もともと曖昧だった日本語は、戦後、GHQの政策によって無理矢理、表記を統一して教育の標準化をおこないました。これによって生まれた文法を使っても、日本語プログラマーはうまく日本語を扱うことができない、という仮説を私は立てています。
例えば「昨日、おまえ、デート、したの、昌子と?」という問いに対して、
・「昨日」にアクセントがあれば、「昨日じゃないよ先週だよ」と答えます。
・「おまえ」にアクセントがあれば、「俺じゃないよ田中だよ」と答えます。
・「デート」にアクセントがあれば、「あれはデートじゃないよ」と答えます。
・「したの」にアクセントがあれば、「してないよ」と答えます。
・「昌子」にアクセントがあれば、「昌子じゃないよ、淳子だよ」と答えます。
つまりメロディを変化させるだけで質問の意味が変わってきます。シーマンはメロディを理解できないので、おまえと言われて疑問形かどうか判断できません。文法が重要視しているのはメロディ認識ではないかと考えています。
メロディとは別に、語尾に「よ」とか「ね」を吟味して付けるという特徴が日本語会話にはあります。これを使わないと会話に違和感がでてくるためです。例えば「三木さんのお子さんは10歳ですよね」ここから「よね」を外すと違和感があります。言い切りの形では、「本人よりも詳しい」というニュアンスになるからです。言っている内容についてどちらがよく知っているか、それが語尾によって決定づけられているわけです。
会話の中の「主見」に注目する
ここまで、日本語に対する問題点を3つ挙げました。単語の切れ目、メロディ、そして語尾の問題です。例えば、「食べる」という動詞は下一段活用とされていますが、食べないもん、食べたくない、食べてたじゃん、食べたらぶっ殺す、これらをひっくるめて活用形と考えると、食べたらぶっ殺す、は食べるの否定形のレベル5になります。レベル4は、食べるなって言っただろ、レベル3は食べるなよ。このように普段使っている慣用句に動詞を代入して使っています。この活用形の中に意味が込められています。これがメロディ言語です。この3つの組み合わせで、意味が通じるようになります。何を言っているのか、誰の意見なのか、これを「主見」と我々は名付けています。三人称なら、食べたがってましたよね、二人称なら食べたいですよね、合意が得られない場合は、食べるもん、食べたいし、食べたいから、これらは自分の主張が強い場合ですね。

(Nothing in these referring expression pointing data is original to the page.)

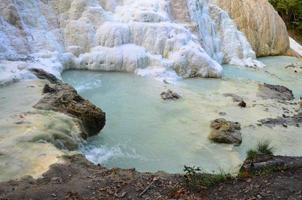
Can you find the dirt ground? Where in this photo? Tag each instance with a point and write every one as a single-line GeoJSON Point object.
{"type": "Point", "coordinates": [78, 179]}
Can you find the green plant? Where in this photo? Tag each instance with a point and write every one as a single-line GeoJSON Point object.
{"type": "Point", "coordinates": [195, 180]}
{"type": "Point", "coordinates": [251, 154]}
{"type": "Point", "coordinates": [265, 148]}
{"type": "Point", "coordinates": [290, 11]}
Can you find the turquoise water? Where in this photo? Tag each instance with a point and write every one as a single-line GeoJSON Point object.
{"type": "Point", "coordinates": [149, 134]}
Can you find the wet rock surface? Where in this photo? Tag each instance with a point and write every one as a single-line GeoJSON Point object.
{"type": "Point", "coordinates": [235, 97]}
{"type": "Point", "coordinates": [170, 95]}
{"type": "Point", "coordinates": [278, 92]}
{"type": "Point", "coordinates": [295, 120]}
{"type": "Point", "coordinates": [224, 131]}
{"type": "Point", "coordinates": [295, 67]}
{"type": "Point", "coordinates": [61, 97]}
{"type": "Point", "coordinates": [78, 179]}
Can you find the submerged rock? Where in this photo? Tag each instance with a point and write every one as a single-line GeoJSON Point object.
{"type": "Point", "coordinates": [285, 121]}
{"type": "Point", "coordinates": [235, 97]}
{"type": "Point", "coordinates": [224, 131]}
{"type": "Point", "coordinates": [296, 67]}
{"type": "Point", "coordinates": [63, 98]}
{"type": "Point", "coordinates": [267, 91]}
{"type": "Point", "coordinates": [242, 104]}
{"type": "Point", "coordinates": [170, 95]}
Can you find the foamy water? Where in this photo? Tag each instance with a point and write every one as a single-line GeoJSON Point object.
{"type": "Point", "coordinates": [149, 134]}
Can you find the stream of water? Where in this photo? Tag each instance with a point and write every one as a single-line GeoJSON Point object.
{"type": "Point", "coordinates": [150, 134]}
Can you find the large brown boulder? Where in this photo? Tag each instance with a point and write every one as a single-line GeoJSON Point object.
{"type": "Point", "coordinates": [263, 27]}
{"type": "Point", "coordinates": [61, 97]}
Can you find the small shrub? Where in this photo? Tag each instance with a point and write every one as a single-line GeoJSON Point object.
{"type": "Point", "coordinates": [195, 180]}
{"type": "Point", "coordinates": [263, 148]}
{"type": "Point", "coordinates": [251, 154]}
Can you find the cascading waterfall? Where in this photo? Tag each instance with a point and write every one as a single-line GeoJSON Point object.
{"type": "Point", "coordinates": [125, 35]}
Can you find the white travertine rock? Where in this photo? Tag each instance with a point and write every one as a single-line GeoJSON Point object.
{"type": "Point", "coordinates": [258, 20]}
{"type": "Point", "coordinates": [191, 37]}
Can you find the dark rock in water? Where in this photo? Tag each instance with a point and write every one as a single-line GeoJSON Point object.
{"type": "Point", "coordinates": [283, 121]}
{"type": "Point", "coordinates": [242, 104]}
{"type": "Point", "coordinates": [267, 91]}
{"type": "Point", "coordinates": [63, 98]}
{"type": "Point", "coordinates": [41, 74]}
{"type": "Point", "coordinates": [170, 95]}
{"type": "Point", "coordinates": [235, 97]}
{"type": "Point", "coordinates": [224, 131]}
{"type": "Point", "coordinates": [222, 113]}
{"type": "Point", "coordinates": [48, 89]}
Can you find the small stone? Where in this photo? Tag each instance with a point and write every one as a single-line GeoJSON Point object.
{"type": "Point", "coordinates": [169, 95]}
{"type": "Point", "coordinates": [224, 131]}
{"type": "Point", "coordinates": [48, 89]}
{"type": "Point", "coordinates": [222, 113]}
{"type": "Point", "coordinates": [242, 104]}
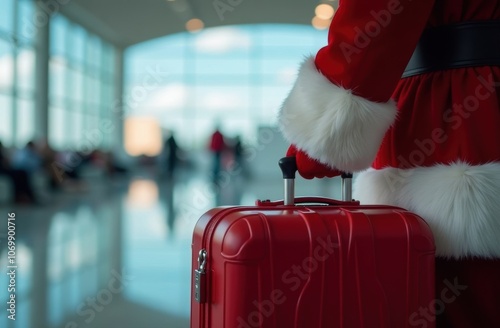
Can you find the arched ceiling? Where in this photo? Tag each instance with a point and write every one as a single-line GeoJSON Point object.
{"type": "Point", "coordinates": [128, 22]}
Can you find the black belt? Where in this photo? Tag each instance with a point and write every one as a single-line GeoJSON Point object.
{"type": "Point", "coordinates": [458, 45]}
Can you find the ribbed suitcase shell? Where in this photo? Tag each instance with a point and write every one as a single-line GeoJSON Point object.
{"type": "Point", "coordinates": [308, 266]}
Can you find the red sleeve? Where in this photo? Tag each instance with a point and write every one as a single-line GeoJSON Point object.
{"type": "Point", "coordinates": [370, 43]}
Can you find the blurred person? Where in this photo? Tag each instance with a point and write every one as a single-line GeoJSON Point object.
{"type": "Point", "coordinates": [407, 93]}
{"type": "Point", "coordinates": [19, 178]}
{"type": "Point", "coordinates": [27, 158]}
{"type": "Point", "coordinates": [171, 149]}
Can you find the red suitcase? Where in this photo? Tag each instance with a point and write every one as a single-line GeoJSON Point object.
{"type": "Point", "coordinates": [330, 264]}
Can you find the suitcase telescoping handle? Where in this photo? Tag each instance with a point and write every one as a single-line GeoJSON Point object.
{"type": "Point", "coordinates": [288, 167]}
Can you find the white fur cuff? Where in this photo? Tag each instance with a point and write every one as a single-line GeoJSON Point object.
{"type": "Point", "coordinates": [460, 202]}
{"type": "Point", "coordinates": [331, 124]}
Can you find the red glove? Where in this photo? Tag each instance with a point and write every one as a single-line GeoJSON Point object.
{"type": "Point", "coordinates": [310, 168]}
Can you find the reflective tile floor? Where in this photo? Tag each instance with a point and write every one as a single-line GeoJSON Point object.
{"type": "Point", "coordinates": [117, 254]}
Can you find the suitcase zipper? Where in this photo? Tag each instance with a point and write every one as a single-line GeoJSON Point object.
{"type": "Point", "coordinates": [200, 277]}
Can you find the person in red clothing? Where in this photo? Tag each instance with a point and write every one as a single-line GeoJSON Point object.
{"type": "Point", "coordinates": [406, 93]}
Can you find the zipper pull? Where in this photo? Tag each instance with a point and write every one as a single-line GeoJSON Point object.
{"type": "Point", "coordinates": [200, 277]}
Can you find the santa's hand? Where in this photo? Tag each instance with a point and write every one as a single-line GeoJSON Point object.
{"type": "Point", "coordinates": [310, 168]}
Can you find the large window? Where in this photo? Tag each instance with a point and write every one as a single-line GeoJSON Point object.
{"type": "Point", "coordinates": [235, 76]}
{"type": "Point", "coordinates": [17, 64]}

これも仮説ですが、日本語は自分と相手との関係において、どこまでが自分のテリトリーか、を確認する、という言語だと考えています。例えば身内を紹介するときに「青山学院大学学長の三木さんに......」と言うと違和感がありますね。身内に「さん」を付けると違和感を感じます。これを外国人が聞くと「さん」が付いていない方に違和感を感じるそうです。目上の偉い人を呼び捨てにしていると。「さん」を付けるかどうかで、そのグループに話者が帰属しているかどうかが分かります。「さん」なしで「ウチの三木がそう申しておりました」と言えば、彼は三木グループに属していることが分かります。
主語、述語以外の単語を数値化して、意味化するのが私たちの仕事です。また、メロディによる文章の意味を定義するために、カラオケの採点システムを作っている音響メーカーと協力してメロディ認識のエンジンを開発しているところです。これらを解析できれば、日本語の文章の正しい意味を伝えられるようになるはずです。
日本語の「省略」にどう対応するか
野球というゲームで選手がおこなっている動きは、わずか4つの動作です。投げる、打つ、走る、捕る。これらの組み合わせで監督の采配が伝わってきます。その監督の偉大さも分かります。ゲームにはそんな文脈を作る力があります。将棋の羽生名人の言葉ですが、相手の弱点を突く対局もあれば、相手を称える対局もあるそうです。その道を究めれば究めるほど、相手が一手を指すだけで、その人の性格まで分かってくるに違いありません。それがゲームというものです。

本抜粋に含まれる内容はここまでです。